Abstract Background Dental caries of deciduous teeth (Early Childhood Caries, ECC) has become a crucial oral health problem over the decades in China. The aim of this study was to examine the prevalence and severity of ECC among preschool children from Guangdong Province, Southern China. In addition, to assess the association of ECC with reported oral health-related behaviors. Methods A cross-sectional survey of 2592 participants was carried out in Guangdong Province by means of an equal-sized, stratified, multistage random sampling method during December 2015 and April 2016. The participants were divided into three groups according to their ages (3-, 4-, and 5-year-olds). Half of the participants were derived from urban areas, while the other from rural areas. According to the standard for clinical dentition examination of the WHO 2013 criteria, the presence of ECC was determined by the dmft (decayed-missing-filled tooth) index using a CPI (Community Periodontal Index) probe.
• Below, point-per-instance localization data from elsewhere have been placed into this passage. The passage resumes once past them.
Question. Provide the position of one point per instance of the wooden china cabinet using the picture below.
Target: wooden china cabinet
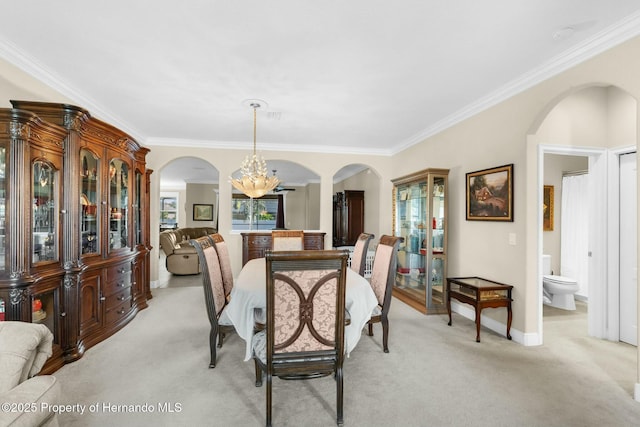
(74, 212)
(420, 209)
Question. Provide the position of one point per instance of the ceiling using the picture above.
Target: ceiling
(363, 76)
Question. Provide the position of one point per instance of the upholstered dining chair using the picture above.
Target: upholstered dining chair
(225, 262)
(304, 337)
(214, 294)
(382, 278)
(287, 240)
(359, 256)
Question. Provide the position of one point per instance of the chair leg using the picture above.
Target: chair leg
(339, 400)
(385, 334)
(213, 335)
(258, 373)
(268, 399)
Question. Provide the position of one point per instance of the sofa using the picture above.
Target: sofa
(181, 257)
(28, 400)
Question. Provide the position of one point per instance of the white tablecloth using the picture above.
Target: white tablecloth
(249, 292)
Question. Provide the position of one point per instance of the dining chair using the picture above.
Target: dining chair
(287, 240)
(382, 279)
(359, 256)
(304, 337)
(214, 294)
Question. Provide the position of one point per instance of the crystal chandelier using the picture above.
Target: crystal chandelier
(254, 182)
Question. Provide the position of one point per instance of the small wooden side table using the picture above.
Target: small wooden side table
(480, 293)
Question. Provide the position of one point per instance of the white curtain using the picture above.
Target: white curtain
(574, 236)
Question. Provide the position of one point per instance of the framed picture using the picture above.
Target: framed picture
(547, 208)
(490, 194)
(202, 212)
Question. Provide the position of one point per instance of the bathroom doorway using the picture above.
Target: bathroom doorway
(628, 249)
(565, 241)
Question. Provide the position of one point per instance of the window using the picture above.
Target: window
(168, 212)
(261, 216)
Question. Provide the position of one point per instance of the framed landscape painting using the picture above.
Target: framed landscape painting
(202, 212)
(490, 194)
(547, 208)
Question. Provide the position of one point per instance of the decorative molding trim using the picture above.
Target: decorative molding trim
(16, 296)
(247, 146)
(19, 130)
(600, 42)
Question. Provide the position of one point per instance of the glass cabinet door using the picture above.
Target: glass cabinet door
(44, 190)
(411, 224)
(137, 215)
(436, 290)
(118, 204)
(420, 212)
(89, 197)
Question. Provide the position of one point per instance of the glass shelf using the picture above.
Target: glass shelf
(89, 200)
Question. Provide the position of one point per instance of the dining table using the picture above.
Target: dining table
(250, 292)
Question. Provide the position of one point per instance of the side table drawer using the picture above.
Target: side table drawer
(118, 298)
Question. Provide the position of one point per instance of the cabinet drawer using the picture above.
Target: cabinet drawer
(118, 298)
(119, 273)
(118, 312)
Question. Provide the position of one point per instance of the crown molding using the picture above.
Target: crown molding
(600, 42)
(35, 69)
(230, 145)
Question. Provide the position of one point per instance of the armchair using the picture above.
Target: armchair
(24, 348)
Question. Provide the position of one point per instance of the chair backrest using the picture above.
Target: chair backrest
(305, 303)
(225, 262)
(358, 258)
(212, 281)
(384, 267)
(287, 240)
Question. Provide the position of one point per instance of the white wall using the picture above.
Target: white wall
(554, 167)
(501, 134)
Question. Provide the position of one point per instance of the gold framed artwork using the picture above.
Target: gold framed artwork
(202, 212)
(547, 208)
(490, 194)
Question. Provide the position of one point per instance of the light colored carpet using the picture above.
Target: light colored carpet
(435, 375)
A questionnaire about caries-related factors was completed by each of the participants’ parents or grandparents through a face-to-face and one-on-one interview. Then, t-test, Chi2 tests, One-Way ANOVA served for statistical analysis, and logistic regression analysis as well as covariance analysis were executed to identify potential associated factors for ECC. Results The prevalence (% dmft > 0) of ECC was 68.3 (95% CI: 66.5–70.1), the mean dmft was 4.36 (95% CI: 4.17–4.55), and the filled rate was 1.2%. In multivariable modeling, associated factors for both prevalence and mean dmft were older age, rural areas, consumption of sweets before sleep, dental visit history, low household income, and low parental education level. Initiating toothbrushing after 3 years of age and being exclusively/ predominantly breastfed indicated only the prevalence; being female and frequently consuming sweetened milk/powdered milk indicated only the mean dmft. Conclusions Preschool children in Guangdong Province, especially children from rural areas, experienced a significant amount of ECC. Associated factors for ECC included demographics, oral health measures, dietary factors, and socioeconomic factors. More attention should be given to prevention of ECC from early life. The construction of social support for oral health should be strengthened. Oral health education and promotion, especially of rural areas, should be intensified to reduce the inequality between urban and rural areas.